ダクスが足をぱしぱし叩いてくるのが気になるけど。それマッサージ?
「チカチカさん次は足裏とふくらはぎをお願いします」
遠慮なくお願いし、ダクスを抱きかかえごろりと仰向けになるとチカチカさんは椅子に座ったままだった。
「あれ――わっ!」
まさかの、今までマッサージしてくれていたのは光る2つの球状の物体のようだった。
いやまあチカチカさんっちゃあチカチカさんなんですけど……。
なんか手抜きな感じがしなくもないような……。
「変な感じ……」
足裏をマッサージしてくれている物体を見ながら呟く。でもうとうとするくらい気持ちいい。
「ぴちゅ」
「あ、キイロの爪は肩にいいね。たまに強すぎるけど」
もふもふを抱えながらマッサージ中の私……セレブリティ。
抱えるのはチワワとかの方がそれっぽいかな。
しかしうとうとしてきたところでマッチャに揺り起こされた。
「フォーン」
「ああ、はいはい」
サンリエルさん達が戻ってきたようだ。
慌ててよだれをぬぐい髪をささっと直す。
この短時間でここまで人間を堕落させるとは……惑星の恐ろしさよ。
あくびをしながら階段を下りていると店の扉がノックされた。
「へい」
なんか変な返事が出た。
「お休みだったんですか~?」
扉を開けて入ってきたのは今日もきらきらしい笑顔のカセルさん。
あくびをしていたのがばれている。
「ちょっとうとうとしてました」
「出直しますか?」
「いえ、大丈夫です」
さすが出来る男は違う。
「アルバートさんも毎日すみませんね」
「いえ……!」
さっそくこじんまりに近距離威嚇をされているアルバートさん。
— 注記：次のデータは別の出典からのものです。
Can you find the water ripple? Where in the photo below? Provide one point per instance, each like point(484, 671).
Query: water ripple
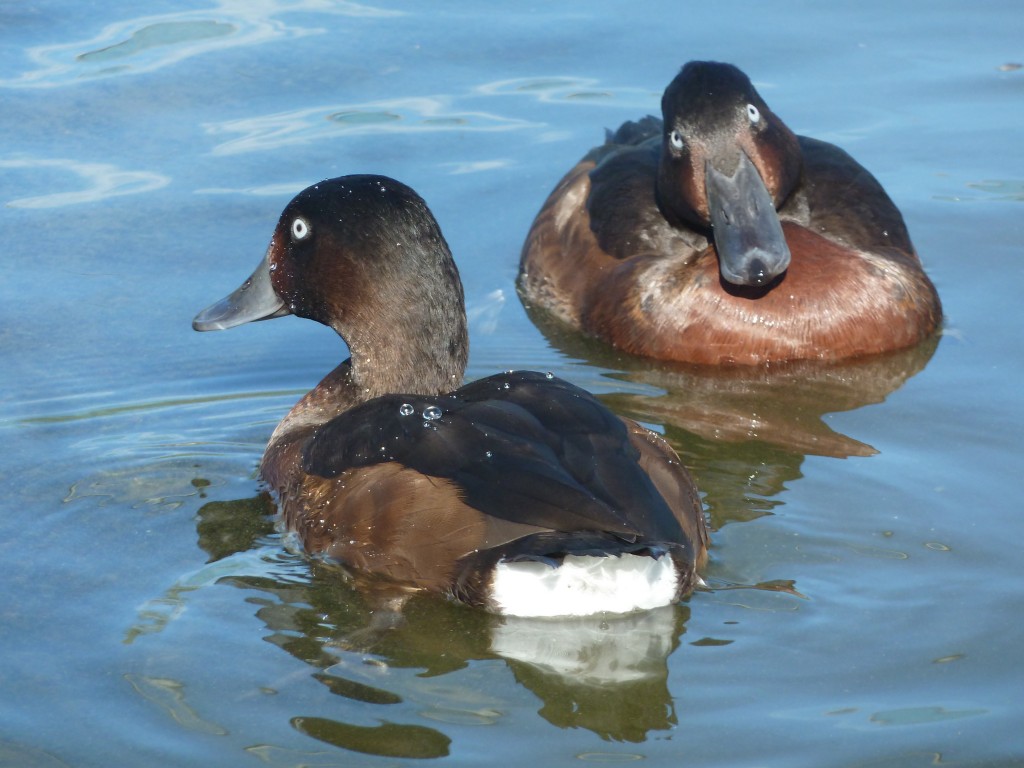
point(103, 180)
point(415, 114)
point(148, 43)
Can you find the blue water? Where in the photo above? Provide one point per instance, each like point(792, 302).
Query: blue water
point(864, 591)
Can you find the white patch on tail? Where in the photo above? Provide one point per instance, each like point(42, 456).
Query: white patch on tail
point(584, 585)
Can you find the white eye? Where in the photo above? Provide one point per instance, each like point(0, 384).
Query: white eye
point(300, 229)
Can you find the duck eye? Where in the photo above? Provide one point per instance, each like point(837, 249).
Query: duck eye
point(300, 228)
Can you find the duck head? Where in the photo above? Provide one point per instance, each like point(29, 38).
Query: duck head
point(728, 163)
point(365, 256)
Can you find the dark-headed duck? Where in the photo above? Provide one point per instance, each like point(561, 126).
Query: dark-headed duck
point(717, 236)
point(519, 493)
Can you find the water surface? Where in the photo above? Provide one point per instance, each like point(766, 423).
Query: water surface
point(864, 585)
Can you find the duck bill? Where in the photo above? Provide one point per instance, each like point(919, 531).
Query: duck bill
point(254, 300)
point(752, 249)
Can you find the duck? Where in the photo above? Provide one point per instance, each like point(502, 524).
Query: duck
point(518, 493)
point(716, 236)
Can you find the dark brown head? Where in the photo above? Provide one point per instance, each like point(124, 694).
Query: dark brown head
point(365, 256)
point(727, 164)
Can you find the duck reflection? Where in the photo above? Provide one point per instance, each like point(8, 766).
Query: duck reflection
point(606, 674)
point(743, 431)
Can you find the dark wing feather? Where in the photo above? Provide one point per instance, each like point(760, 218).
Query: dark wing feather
point(519, 445)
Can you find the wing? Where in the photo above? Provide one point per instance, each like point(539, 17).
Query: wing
point(518, 446)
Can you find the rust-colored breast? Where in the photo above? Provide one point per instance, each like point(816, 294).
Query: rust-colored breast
point(833, 303)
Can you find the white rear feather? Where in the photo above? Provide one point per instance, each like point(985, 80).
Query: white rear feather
point(584, 585)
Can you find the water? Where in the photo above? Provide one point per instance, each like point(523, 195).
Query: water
point(864, 584)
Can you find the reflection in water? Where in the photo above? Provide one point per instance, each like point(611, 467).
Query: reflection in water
point(744, 431)
point(605, 674)
point(150, 43)
point(103, 180)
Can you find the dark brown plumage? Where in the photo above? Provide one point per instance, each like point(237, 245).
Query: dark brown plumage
point(719, 237)
point(391, 469)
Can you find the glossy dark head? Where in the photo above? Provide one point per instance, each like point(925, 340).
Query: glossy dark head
point(727, 164)
point(364, 255)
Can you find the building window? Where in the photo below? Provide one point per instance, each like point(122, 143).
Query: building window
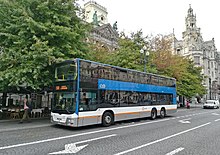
point(197, 60)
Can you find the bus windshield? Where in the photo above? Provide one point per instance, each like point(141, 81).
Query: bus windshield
point(65, 72)
point(64, 103)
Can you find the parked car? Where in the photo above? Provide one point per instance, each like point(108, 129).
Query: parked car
point(211, 104)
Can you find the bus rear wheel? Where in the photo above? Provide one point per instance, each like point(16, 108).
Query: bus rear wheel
point(153, 114)
point(162, 113)
point(107, 119)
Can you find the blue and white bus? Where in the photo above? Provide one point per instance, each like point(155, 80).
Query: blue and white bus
point(87, 92)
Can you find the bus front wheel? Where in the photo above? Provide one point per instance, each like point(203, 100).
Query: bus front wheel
point(162, 113)
point(107, 119)
point(153, 114)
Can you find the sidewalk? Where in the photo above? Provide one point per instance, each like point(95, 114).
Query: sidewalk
point(14, 125)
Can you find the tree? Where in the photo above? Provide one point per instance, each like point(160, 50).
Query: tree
point(128, 55)
point(35, 34)
point(188, 76)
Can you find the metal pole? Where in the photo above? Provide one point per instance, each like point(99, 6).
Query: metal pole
point(145, 70)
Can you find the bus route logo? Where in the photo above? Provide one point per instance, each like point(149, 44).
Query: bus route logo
point(102, 86)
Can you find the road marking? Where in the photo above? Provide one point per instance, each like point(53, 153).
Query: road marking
point(215, 114)
point(185, 121)
point(160, 140)
point(25, 127)
point(175, 151)
point(86, 133)
point(80, 134)
point(72, 148)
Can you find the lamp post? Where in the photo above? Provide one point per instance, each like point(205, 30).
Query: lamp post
point(146, 53)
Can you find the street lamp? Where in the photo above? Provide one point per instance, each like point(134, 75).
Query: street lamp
point(146, 53)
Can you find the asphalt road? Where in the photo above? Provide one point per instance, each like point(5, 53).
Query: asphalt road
point(194, 131)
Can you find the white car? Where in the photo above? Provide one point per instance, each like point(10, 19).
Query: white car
point(211, 104)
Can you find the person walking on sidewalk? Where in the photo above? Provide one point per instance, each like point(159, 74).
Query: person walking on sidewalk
point(187, 104)
point(26, 111)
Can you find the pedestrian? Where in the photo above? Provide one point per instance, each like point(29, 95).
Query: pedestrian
point(26, 111)
point(187, 104)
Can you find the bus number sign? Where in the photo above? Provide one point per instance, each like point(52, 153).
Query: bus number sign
point(102, 86)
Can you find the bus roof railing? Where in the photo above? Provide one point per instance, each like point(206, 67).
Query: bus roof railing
point(127, 69)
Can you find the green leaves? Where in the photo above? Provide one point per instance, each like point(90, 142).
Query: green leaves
point(35, 34)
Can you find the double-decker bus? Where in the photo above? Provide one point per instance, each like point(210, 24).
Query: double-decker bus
point(87, 92)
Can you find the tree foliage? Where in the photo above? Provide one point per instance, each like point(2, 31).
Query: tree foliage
point(35, 34)
point(188, 76)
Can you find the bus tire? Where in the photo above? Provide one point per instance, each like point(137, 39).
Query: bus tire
point(107, 119)
point(162, 113)
point(153, 114)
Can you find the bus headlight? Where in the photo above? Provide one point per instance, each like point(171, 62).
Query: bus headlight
point(70, 120)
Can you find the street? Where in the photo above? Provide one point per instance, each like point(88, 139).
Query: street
point(192, 131)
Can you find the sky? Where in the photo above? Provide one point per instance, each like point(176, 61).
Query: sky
point(162, 16)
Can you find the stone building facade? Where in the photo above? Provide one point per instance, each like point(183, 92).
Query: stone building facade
point(102, 33)
point(203, 53)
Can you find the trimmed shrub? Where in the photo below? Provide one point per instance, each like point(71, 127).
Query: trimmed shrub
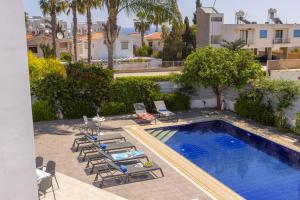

今日は白フワがいないけど。
それにしてもサンリエルさんが大人しい。圧が無い。
まだ御使いショックから抜け出していないようだ。
「私達を迎えに来た時からこのような感じでして」
私の視線に気がついたカセルさんが不思議そうに教えてくれた。
「心当たりはあるんですけど……」
苦笑しながら返事をすると、カセルさんは納得したようだった。
「大事な話ですね?」
「そうです。こちらでお話ししますので――」
キッチンにみんなを案内する。
慌ててアルバートさんがお茶の準備を始めたのでお願いする事に。
こじんまりの監視の下必死で準備をしているアルバートさん、それを見て笑顔のカセルさん、椅子に座りこちらをじっと見ているサンリエルさん。
人間……だよなあ?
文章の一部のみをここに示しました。